Finally – the end is near for Windows XP. I’m glad to see this coming and even more happy to write about it. There are a few thoughts however that I’d like to shine a light on.
First, what I find most interesting is that we all are so concerned that IT is running at such a fast pace, how can it be that an operating system is still used widely after more than decade? So it seems that also IT sometimes enjoys a stability usually only known from the world of household appliances. I was a young boy at the time, but I still remember MS-DOS 3.30 and I’d consider DOS 3.3 the most standardized MS-DOS for so many years. I remember DOS 4 had issues, DOS 5 was better, and DOS 6 was finally something stable. MS-DOS 3.3 was released in August 1987 (I had to look that up), DOS 6 in March 1993, so DOS 3.3 was living almost six years. I agree that most people would have switched from DOS 3.3 to DOS 5, not DOS 6, so DOS 3.3 had half of the lifespan of Windows XP. I can’t think of any other OS that was living so long in such a widespread fashion as Windows XP.
Actual comparisons are difficult if not impossible though. Windows XP was seriously updated by its service packs. Could you compare XP Service Pack 2 to the change from Windows 95 to 98? I’d say so, although I’m for sure not educated on the Windows 95-98-ME series that I tried to avoid – then at university – at all cost.

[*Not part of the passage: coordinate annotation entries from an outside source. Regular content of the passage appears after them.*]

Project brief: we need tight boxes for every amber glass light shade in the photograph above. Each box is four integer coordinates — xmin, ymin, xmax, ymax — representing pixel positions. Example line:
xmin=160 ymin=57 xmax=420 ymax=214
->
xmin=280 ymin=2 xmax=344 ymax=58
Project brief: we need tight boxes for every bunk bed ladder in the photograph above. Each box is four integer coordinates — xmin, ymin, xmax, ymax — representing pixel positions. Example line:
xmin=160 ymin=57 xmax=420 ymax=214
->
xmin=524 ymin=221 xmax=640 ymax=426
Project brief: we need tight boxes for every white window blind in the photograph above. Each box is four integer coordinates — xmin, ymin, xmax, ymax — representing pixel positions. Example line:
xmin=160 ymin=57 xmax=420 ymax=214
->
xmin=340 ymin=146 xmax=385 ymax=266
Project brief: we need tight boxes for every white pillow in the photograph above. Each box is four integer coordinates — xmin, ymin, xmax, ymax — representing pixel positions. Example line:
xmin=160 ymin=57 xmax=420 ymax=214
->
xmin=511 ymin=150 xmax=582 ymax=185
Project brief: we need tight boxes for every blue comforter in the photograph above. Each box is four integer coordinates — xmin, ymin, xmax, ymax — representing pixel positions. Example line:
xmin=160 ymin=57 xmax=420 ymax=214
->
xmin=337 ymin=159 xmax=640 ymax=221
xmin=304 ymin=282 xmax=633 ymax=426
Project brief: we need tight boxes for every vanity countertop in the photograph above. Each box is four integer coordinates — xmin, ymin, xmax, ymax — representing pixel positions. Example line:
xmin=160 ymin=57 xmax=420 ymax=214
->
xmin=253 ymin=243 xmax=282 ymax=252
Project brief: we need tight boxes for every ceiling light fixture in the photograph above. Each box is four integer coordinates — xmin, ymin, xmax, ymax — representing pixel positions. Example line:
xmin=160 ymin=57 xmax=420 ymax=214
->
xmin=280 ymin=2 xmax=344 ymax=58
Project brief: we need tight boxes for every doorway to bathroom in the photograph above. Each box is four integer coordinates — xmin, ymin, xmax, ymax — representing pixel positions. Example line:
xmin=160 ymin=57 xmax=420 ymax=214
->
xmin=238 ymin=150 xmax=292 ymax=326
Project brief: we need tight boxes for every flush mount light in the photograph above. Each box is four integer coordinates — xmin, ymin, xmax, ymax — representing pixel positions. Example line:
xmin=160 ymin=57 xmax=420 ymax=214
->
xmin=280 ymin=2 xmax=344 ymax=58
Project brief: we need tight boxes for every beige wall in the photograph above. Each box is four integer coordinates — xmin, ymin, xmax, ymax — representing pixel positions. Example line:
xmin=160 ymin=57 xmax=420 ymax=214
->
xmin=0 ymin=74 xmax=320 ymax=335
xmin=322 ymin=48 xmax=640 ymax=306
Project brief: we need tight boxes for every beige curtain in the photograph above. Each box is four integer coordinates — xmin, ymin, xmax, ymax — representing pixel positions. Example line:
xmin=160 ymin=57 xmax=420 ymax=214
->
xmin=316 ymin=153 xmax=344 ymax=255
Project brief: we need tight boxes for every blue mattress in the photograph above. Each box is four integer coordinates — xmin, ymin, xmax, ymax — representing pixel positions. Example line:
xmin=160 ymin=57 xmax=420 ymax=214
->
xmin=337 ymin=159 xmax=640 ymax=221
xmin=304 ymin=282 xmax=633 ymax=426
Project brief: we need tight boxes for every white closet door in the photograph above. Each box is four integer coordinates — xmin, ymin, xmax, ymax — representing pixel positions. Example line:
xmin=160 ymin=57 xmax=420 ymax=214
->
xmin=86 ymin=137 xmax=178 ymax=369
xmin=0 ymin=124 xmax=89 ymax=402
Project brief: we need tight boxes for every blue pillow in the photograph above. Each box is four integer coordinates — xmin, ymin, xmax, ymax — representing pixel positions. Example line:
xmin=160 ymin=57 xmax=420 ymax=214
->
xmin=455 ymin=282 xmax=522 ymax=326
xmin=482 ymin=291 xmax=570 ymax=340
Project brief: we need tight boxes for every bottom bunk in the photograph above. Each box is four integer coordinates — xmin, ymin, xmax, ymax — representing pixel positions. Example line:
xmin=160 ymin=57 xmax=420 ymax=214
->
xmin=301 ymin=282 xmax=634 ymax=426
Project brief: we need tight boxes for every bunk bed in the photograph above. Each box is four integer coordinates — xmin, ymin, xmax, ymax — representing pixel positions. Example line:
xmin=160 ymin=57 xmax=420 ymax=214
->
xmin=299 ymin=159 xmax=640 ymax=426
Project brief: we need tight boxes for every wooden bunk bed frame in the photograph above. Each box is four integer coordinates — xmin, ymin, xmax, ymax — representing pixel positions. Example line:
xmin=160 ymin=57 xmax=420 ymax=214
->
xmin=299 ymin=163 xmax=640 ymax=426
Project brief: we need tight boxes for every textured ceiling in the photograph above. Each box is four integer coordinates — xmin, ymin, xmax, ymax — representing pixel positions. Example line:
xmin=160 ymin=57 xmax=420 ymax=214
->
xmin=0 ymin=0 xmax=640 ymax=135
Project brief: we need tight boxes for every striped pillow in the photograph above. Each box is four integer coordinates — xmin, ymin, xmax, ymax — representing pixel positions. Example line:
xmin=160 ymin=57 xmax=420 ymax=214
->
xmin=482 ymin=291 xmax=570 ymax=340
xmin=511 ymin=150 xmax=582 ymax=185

Do you remember anyone seriously using Windows NT 4.0 by the time XP was out? How would you compare different OS X versions with different Windows versions? I believe Microsoft would have considered Snow Leopard just to be a “Service Pack” (sorry Apple folks) as there were little visible changes.
Now why is Windows XP so amazingly long-living? The answer is probably something IT people don’t want to hear: Because it has solved the problems people had, the problems why they bought a PC. Innovation has slowed down, period. Who cares if a start menu is square, rectangle or round? Yes, PCs before the Windows 2000 age were horribly unstable, difficult to use, hardware support was a nightmare (remember the time when printer drivers where considered part of the word processing application?), bad design choices stifled innovation (think 640 KB). But after the year 2000, not only did all those people who were 50+ in the early PC age retire, with a more PC-savvy generation come up, but using a PC had improved dramatically from a usability perspective and PCs were stable. I’d say most of the crashes that happened in the XP were due to faulty hardware, most notably RAM, when people sought to buy the cheapest RAM possible. A newer MS Office version doesn’t allow you to do things that you couldn’t before. I’d say, Office XP was fine. If you can save your file directly to SkyDrive from an office app, oh well, that’s not a game changer. The WYSIWYG word processing, that was a game changer!

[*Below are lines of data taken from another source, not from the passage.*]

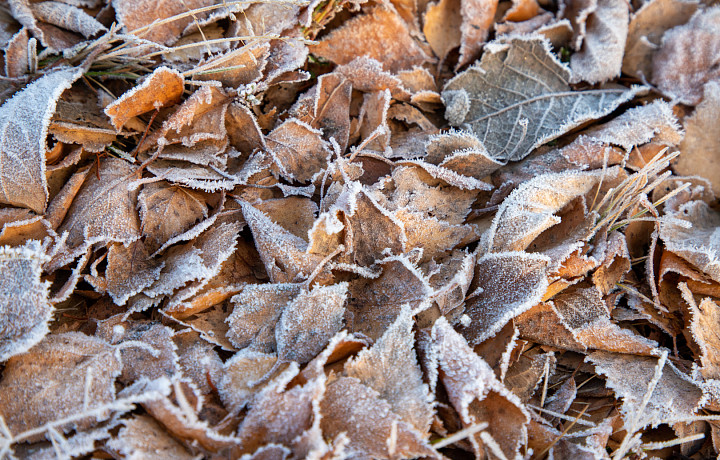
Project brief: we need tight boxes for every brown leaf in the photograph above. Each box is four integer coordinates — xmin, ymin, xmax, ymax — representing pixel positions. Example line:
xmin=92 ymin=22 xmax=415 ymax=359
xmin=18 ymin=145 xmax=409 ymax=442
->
xmin=431 ymin=318 xmax=530 ymax=458
xmin=320 ymin=377 xmax=438 ymax=458
xmin=673 ymin=82 xmax=720 ymax=194
xmin=0 ymin=241 xmax=53 ymax=362
xmin=0 ymin=68 xmax=82 ymax=214
xmin=622 ymin=0 xmax=698 ymax=80
xmin=651 ymin=6 xmax=720 ymax=105
xmin=58 ymin=158 xmax=140 ymax=252
xmin=344 ymin=307 xmax=433 ymax=433
xmin=105 ymin=65 xmax=185 ymax=130
xmin=138 ymin=182 xmax=208 ymax=251
xmin=310 ymin=7 xmax=430 ymax=73
xmin=106 ymin=415 xmax=195 ymax=460
xmin=0 ymin=332 xmax=122 ymax=441
xmin=458 ymin=252 xmax=549 ymax=345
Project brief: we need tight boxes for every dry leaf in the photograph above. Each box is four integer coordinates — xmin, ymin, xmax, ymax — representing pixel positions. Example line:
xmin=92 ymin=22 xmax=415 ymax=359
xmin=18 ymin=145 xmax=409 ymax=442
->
xmin=0 ymin=241 xmax=53 ymax=361
xmin=105 ymin=67 xmax=185 ymax=130
xmin=310 ymin=7 xmax=430 ymax=73
xmin=0 ymin=68 xmax=82 ymax=214
xmin=0 ymin=332 xmax=122 ymax=441
xmin=442 ymin=38 xmax=643 ymax=161
xmin=652 ymin=6 xmax=720 ymax=105
xmin=673 ymin=82 xmax=720 ymax=194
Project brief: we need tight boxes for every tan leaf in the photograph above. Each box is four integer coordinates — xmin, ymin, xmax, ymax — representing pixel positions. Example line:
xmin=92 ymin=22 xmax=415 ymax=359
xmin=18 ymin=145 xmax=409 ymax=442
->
xmin=0 ymin=68 xmax=82 ymax=214
xmin=0 ymin=241 xmax=53 ymax=362
xmin=586 ymin=351 xmax=703 ymax=429
xmin=457 ymin=0 xmax=498 ymax=67
xmin=58 ymin=158 xmax=140 ymax=252
xmin=105 ymin=65 xmax=185 ymax=130
xmin=660 ymin=201 xmax=720 ymax=283
xmin=0 ymin=332 xmax=122 ymax=441
xmin=106 ymin=415 xmax=195 ymax=460
xmin=310 ymin=7 xmax=430 ymax=73
xmin=320 ymin=377 xmax=437 ymax=458
xmin=138 ymin=182 xmax=208 ymax=251
xmin=651 ymin=6 xmax=720 ymax=105
xmin=570 ymin=0 xmax=630 ymax=84
xmin=622 ymin=0 xmax=698 ymax=80
xmin=431 ymin=318 xmax=530 ymax=458
xmin=344 ymin=307 xmax=433 ymax=433
xmin=673 ymin=82 xmax=720 ymax=194
xmin=458 ymin=252 xmax=549 ymax=345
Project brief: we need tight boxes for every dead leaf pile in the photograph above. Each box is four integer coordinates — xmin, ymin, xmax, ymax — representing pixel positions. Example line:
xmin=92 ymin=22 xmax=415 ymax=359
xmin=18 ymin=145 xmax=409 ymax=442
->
xmin=0 ymin=0 xmax=720 ymax=459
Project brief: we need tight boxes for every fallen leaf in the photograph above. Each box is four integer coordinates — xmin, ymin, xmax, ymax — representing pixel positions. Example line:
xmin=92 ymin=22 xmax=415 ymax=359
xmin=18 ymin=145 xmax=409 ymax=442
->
xmin=0 ymin=68 xmax=82 ymax=214
xmin=442 ymin=38 xmax=644 ymax=162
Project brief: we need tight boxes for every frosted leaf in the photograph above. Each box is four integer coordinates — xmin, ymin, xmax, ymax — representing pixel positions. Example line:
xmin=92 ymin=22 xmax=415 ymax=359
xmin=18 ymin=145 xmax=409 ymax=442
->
xmin=0 ymin=68 xmax=82 ymax=214
xmin=310 ymin=7 xmax=430 ymax=72
xmin=344 ymin=307 xmax=433 ymax=433
xmin=31 ymin=1 xmax=107 ymax=38
xmin=553 ymin=285 xmax=658 ymax=355
xmin=673 ymin=82 xmax=720 ymax=194
xmin=660 ymin=201 xmax=720 ymax=282
xmin=586 ymin=351 xmax=703 ymax=428
xmin=320 ymin=377 xmax=438 ymax=458
xmin=265 ymin=118 xmax=330 ymax=182
xmin=242 ymin=203 xmax=332 ymax=283
xmin=112 ymin=0 xmax=214 ymax=45
xmin=483 ymin=169 xmax=619 ymax=252
xmin=622 ymin=0 xmax=698 ymax=80
xmin=442 ymin=38 xmax=644 ymax=162
xmin=58 ymin=158 xmax=140 ymax=252
xmin=0 ymin=332 xmax=122 ymax=441
xmin=689 ymin=298 xmax=720 ymax=379
xmin=106 ymin=415 xmax=195 ymax=460
xmin=138 ymin=182 xmax=208 ymax=250
xmin=105 ymin=65 xmax=185 ymax=130
xmin=95 ymin=316 xmax=178 ymax=385
xmin=652 ymin=6 xmax=720 ymax=105
xmin=423 ymin=0 xmax=463 ymax=60
xmin=430 ymin=318 xmax=530 ymax=458
xmin=347 ymin=257 xmax=432 ymax=340
xmin=457 ymin=0 xmax=498 ymax=67
xmin=458 ymin=252 xmax=549 ymax=345
xmin=570 ymin=0 xmax=630 ymax=84
xmin=275 ymin=283 xmax=348 ymax=364
xmin=238 ymin=368 xmax=325 ymax=453
xmin=227 ymin=284 xmax=301 ymax=352
xmin=105 ymin=240 xmax=164 ymax=305
xmin=217 ymin=348 xmax=284 ymax=412
xmin=0 ymin=241 xmax=53 ymax=362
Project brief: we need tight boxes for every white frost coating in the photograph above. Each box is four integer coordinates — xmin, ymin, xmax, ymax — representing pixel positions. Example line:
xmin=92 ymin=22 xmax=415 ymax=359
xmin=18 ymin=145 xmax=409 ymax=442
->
xmin=0 ymin=68 xmax=83 ymax=214
xmin=443 ymin=36 xmax=647 ymax=162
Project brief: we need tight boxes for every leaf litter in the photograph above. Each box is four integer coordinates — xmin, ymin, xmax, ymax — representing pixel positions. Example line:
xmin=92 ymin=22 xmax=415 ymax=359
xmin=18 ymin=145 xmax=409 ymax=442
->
xmin=0 ymin=0 xmax=720 ymax=459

Cutting a long story short, what I’m saying is that the basic problems the “personal computer” (not capitalized, including Macs) aimed to solve, are now solved. It is like cars. The very early days of cars were terrible. You had to be a mechanic to operate it. But already in the 1950s cars did just work, much as personal computers now. Did car sales stop? No. Are new cars all about design? No, I agree if one says design is the major driver in the auto market, but its also about technology; not just power and efficiency, also safety, comfort, and electronics. See the difference: I would refuse to work on a Windows 95 machine today as much as I would refuse to drive in a 1920s car. But putting all the known issues like device drivers etc. aside, you could as much use Windows XP today as you can drive in a 1950s Ford Mustang today. I say “could”, because you won’t as the 1950s Mustang can’t connect with your iPhone and has no SiriusXM, and no airbags. And at least here in San Francisco your friends might suspend friendship until you get a Prius instead.
Thus, my conclusion is, Windows XP probably was the best OS that Microsoft ever made. It solved problems, it created a standard, and all subsequent versions that changed more than just cosmetics were greeted with incredibly negativity, happened to both Vista and Windows 8.
Without too much looking back, Windows XP has to go. It is >10 year old operating system technology, its looks are antique, and maintaining the old OS is a pain for Microsoft, ISVs and users. Home users, please – get a new personal computer. If you bought a machine so many years ago, it will be slow, web browsing is not fun, if you have a laptop it is probably heavily overweight by today’s standards and I bet the battery will be broken already.
Different picture in the enterprise world: CIOs with big pockets have already bought thousands of new devices, with Windows 7 pre-installed. Still there are just so many corporate and small business PCs running XP left. Those CIOs that are using VDI/Desktop Virtualization – in a nutshell: install your user’s OS in the server and just stream the pixels out to their devices – will most probably know my company Stratodesk or myself, that we repurpose PCs with NoTouch. Yes it is paradox, but I’m a bit sentimental about Windows XP while actively developing and marketing a product that wipes Windows XP and replaces it with something better. But there is no space for doubt: Running XP after the official support-end date of April 8, 2014 is a substantial security risk, both for home and business users. Let’s keep Windows XP in “our” memory, not in RAM and not on hard drive memory.